# Video



## blowgunner62 (Nov 23, 2008)

Hey, I finally managed to get the Air Powered Hunting video put up on my website. Just kinda' messin around, but thought some of you guys might like to take a look at it.

http://airpoweredhunting.web.officelive ... ideos.aspx


----------



## spentwings (Apr 25, 2007)

Pretty cool!


----------



## redroush00 (Dec 13, 2009)

Aww jeez! I almost tossed my cookins after reading this................




> [I re-cocked and re-pumped the gun. This is where I made a big mistake. I ran up to about three yards and should have reached out and wrung its neck it was so close, but I put one right through the head. I administered several follow up shots, but it still took it at least three minutes for it to die. I should have brought my more powerful springer, I should have used pellets instead of bbs that I knew were unreliable, and I should have snapped its neck instead of shooting it with unsuitable equipment.

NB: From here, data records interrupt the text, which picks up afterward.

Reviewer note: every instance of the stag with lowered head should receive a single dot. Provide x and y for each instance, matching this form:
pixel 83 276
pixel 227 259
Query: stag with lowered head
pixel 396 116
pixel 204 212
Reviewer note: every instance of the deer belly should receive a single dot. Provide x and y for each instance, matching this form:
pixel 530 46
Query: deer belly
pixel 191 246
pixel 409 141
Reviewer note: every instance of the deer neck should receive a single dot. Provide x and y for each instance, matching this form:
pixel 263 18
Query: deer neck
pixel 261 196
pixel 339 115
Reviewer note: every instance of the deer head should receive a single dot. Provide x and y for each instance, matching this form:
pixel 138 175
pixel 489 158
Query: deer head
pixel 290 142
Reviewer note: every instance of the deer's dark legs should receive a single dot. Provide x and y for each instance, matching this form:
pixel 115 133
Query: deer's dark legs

It was a mistake filled pest shoot that left me feeling sick instead of being enjoyable. Hopefully someone else can learn from this and not make some of the same mistakes as I have made.
> /quote]


----------



## spentwings (Apr 25, 2007)

redroush00 said:


> Aww jeez! I almost tossed my cookins after reading this................


I hate messy kills and even though one should strive to be humane... be aware that even when using the proper equipment there's going to come a time when a kill ain't going to be pretty. 
Personally...three minutes to die doesn't sound to bad to me.
I liver shot a squirrel with a .177 a while back and it probably took longer than that to be able to finish it with a second shot.


----------